By the way, continuing yesterday's note, to make something sound more Latin or French, all you have to do is reverse the order and add in some articles and prepositions. Where we would refer to the United States Tariff Regulation Commission, in a Latin language it would be the Commission for the Regulation of Tariffs for the United States.

That last one sounds so bloated and awkward. But, used in moderation, the wordy reversal can sound perfectly grand where its Germanic cousin sounds blunt. Das Rheingold sounds fine in German, but The Rhine Gold wouldn't sound nearly as satisfying a title to us as, say, The Gold of the Rhine. Much better, eh?

As far as I can tell, that's a legacy of 1066. The classiest people were Normans, and so French words and constructions began to sound classier to us. This is why (Germanic) "underwear" sounds much more undignified than (French) "lingerie." Same with "smell" and "fragrance," or "food" and "cuisine."

Of course, the words that come straight from Latin sound classy to us in a different way: they sound more intellectual. But they also sound more stuffy, as opposed to their unsophisticated but powerful Germanic counterparts. You could say, "transform the multifarious oceans incarnadine," or you could say, "make the green sea red with blood." Two very different effects, there. One is perfect for a starchy orator, and one is perfect for a movie trailer. (Shakespeare, of course, played to the nobles and the commoners by using both phrases back to back.)

Think of how Winston Churchill stirred the hearts of his island nation: "We shall fight on the beaches, we shall fight on the landing grounds, we shall fight in the fields and in the streets, we shall fight in the hills; we shall never surrender..." Only one word there dates from after 1066: "surrender."

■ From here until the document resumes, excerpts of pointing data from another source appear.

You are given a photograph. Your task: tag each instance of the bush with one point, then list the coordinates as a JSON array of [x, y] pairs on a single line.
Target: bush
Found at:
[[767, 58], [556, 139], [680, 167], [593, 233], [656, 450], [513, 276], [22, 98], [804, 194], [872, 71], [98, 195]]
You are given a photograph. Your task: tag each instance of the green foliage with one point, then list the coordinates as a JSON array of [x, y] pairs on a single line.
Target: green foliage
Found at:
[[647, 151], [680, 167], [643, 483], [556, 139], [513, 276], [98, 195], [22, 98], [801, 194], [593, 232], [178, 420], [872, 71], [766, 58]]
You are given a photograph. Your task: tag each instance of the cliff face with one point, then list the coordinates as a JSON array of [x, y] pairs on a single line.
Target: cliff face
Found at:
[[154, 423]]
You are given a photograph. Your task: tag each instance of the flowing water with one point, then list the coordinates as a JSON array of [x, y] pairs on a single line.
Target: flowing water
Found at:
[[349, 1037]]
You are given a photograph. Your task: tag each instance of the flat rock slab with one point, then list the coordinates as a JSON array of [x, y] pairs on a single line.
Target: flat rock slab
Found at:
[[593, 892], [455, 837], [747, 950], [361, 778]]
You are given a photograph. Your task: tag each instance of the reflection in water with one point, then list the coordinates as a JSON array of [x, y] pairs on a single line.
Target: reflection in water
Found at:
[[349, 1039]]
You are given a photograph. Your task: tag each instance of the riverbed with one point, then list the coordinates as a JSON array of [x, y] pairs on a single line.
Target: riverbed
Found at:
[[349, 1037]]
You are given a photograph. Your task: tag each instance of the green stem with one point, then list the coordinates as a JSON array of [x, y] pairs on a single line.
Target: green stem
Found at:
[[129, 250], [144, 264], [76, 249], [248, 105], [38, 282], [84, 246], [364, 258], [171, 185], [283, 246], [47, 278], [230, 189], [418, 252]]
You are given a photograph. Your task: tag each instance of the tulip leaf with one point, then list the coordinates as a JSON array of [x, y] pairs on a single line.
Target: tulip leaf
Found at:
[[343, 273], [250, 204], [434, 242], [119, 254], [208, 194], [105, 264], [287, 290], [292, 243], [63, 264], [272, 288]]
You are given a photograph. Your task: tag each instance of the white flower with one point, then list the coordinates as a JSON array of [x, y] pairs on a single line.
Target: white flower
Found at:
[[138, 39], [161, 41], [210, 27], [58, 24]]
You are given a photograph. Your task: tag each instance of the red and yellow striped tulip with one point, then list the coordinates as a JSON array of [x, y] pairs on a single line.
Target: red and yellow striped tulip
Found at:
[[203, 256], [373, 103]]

Songwriters have to have a good ear for these things. I think of the Sherman brothers, who wrote songs for the Disney musicals of the sixties. They were masters of the language. That's even evident in their nonsense syllables: the same guys who came up with the farcically hyperintellectual Supercalifragilisticexpialidocious turned around and treated us to the comically humble and somehow touching Chim Chim Cher-ee. Perfect! The Germanic and Latinate trends in our language, and all their effects on our minds and hearts, distilled into new words, nonsense words, that are instantly recognizable.